No one answered for a moment. Hushidh could see that Nafai’s almost casual relationship with the Oversoul was quite unnerving to some of them—not least to Volemak himself, who only spoke to the Oversoul in solitude, or with the Index.

“You asked the Oversoul to
season our food?
” asked Issib.

“We know from experience that the Oversoul is good at making people stupid,” said Nafai. “You went through it with me, Issya. So why not have the Oversoul make us just a little stupid about the taste of the meat?”

“I don’t like the idea of the Oversoul messing with my mind,” said Obring.

Meb looked at Obring and grinned. “Don’t worry,” he said. “I’m sure you can be adequately stupid without help.”

The next day, when Nafai brought home a nolyen—a small deerlike creature, barely a half-meter from the shoulder
to the ground—they cut it up and seared the meat and then ate it, rather gingerly, until they realized that either raw meat wasn’t so bad or the Oversoul had done a good job of making them insensitive to the difference. They’d get by without fire whenever they had to.

But the Oversoul couldn’t give them a new pulse to replace the lost one.
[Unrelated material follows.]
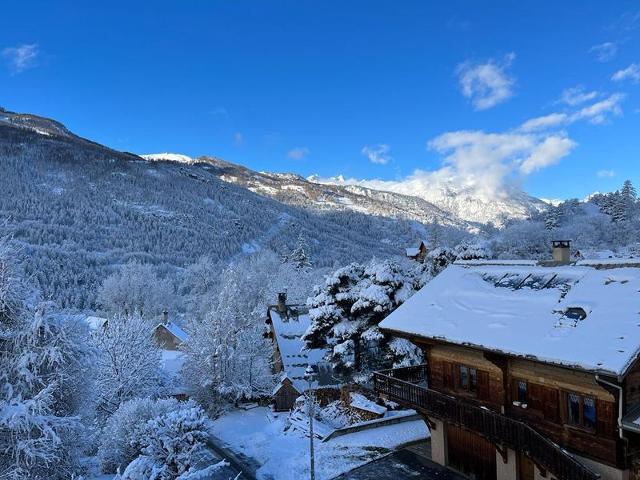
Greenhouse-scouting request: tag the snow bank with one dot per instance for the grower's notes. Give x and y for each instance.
(523, 310)
(168, 157)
They lost two more pulses crossing the Nividimu. It was a stupid, unnecessary loss. The camels were reluctant to make the crossing, even though the ford was wide and shallow, and there was some jostling as they were herded across. Still, if all the loads had been competently and carefully tied in place, none of them would have come loose, none would have spilled their contents into the ice-cold water.

It took a few minutes before Elemak realized that this was the camel that carried two of the pulses; until then he had concentrated on getting the rest of the camels across before trying to retrieve the load. By the time he found the pulses, in a poke, wrapped in cloth, they had been immersed for a quarter of an hour. Pulses were durable, but they had not been meant for use under water. Their seals had been penetrated and the mechanism inside would corrode rapidly. He saved the pulses, of course, in the hope that perhaps they would
not
corrode, though he knew the chance of that was slim.
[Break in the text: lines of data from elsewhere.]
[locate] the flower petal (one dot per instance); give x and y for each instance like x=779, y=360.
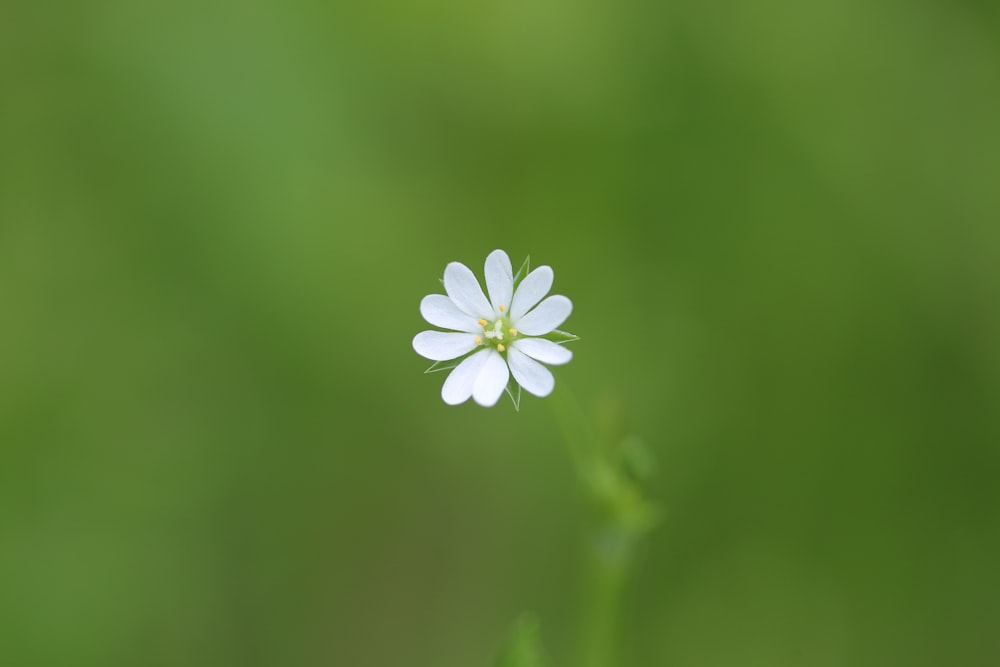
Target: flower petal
x=547, y=316
x=530, y=374
x=531, y=290
x=458, y=386
x=491, y=381
x=499, y=279
x=443, y=345
x=464, y=290
x=442, y=312
x=543, y=350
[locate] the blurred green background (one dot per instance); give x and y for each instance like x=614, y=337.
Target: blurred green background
x=779, y=223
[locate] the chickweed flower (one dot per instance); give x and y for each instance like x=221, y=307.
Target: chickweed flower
x=490, y=339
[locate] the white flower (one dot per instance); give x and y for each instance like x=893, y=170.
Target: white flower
x=501, y=332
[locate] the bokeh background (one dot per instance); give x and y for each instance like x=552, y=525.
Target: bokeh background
x=780, y=226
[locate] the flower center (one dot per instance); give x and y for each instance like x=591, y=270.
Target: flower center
x=496, y=334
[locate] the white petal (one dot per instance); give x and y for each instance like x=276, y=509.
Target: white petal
x=464, y=290
x=547, y=316
x=442, y=312
x=491, y=381
x=531, y=290
x=530, y=374
x=443, y=345
x=543, y=350
x=458, y=387
x=499, y=279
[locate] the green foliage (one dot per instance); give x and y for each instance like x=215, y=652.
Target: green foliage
x=523, y=647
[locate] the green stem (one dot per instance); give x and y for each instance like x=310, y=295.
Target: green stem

“Who packed this camel?” Elemak demanded.

No one seemed to recall having packed it.

“That’s the problem,” said Volemak. “The camel obviously packed itself, and it wasn’t good with the knots.”

The company laughed nervously. Elemak whirled on his father, prepared to castigate him for making light of a serious situation. When he met Volemak’s gaze, however, he paused, for he could see that Volemak was taking things very seriously indeed. So Elemak nodded to his father and then sat down, to show that he was going to let Volemak handle it.

“Whoever loaded this camel knows his responsibility,”
said Volemak. “And finding out who it is will be very simple—I have only to ask the Index. But there will be no punishment, because there’s nothing to be gained by it. If I ever feel a need, I will reveal who it was whose carelessness cost us our security, but in the meantime you are safe in your cowardly refusal to name yourself.”

Still no one spoke up.

Volemak said no more, but instead nodded toward Elemak, who got up and held the last pulse in front of him. “This is the pulse we have used
most,
” he said. “Therefore this is the one whose charge is least durable, and yet it’s all we have to bring us meat. It
could
last a couple of years—pulses have lasted that long before—but when this one is no longer workable, we have no other.”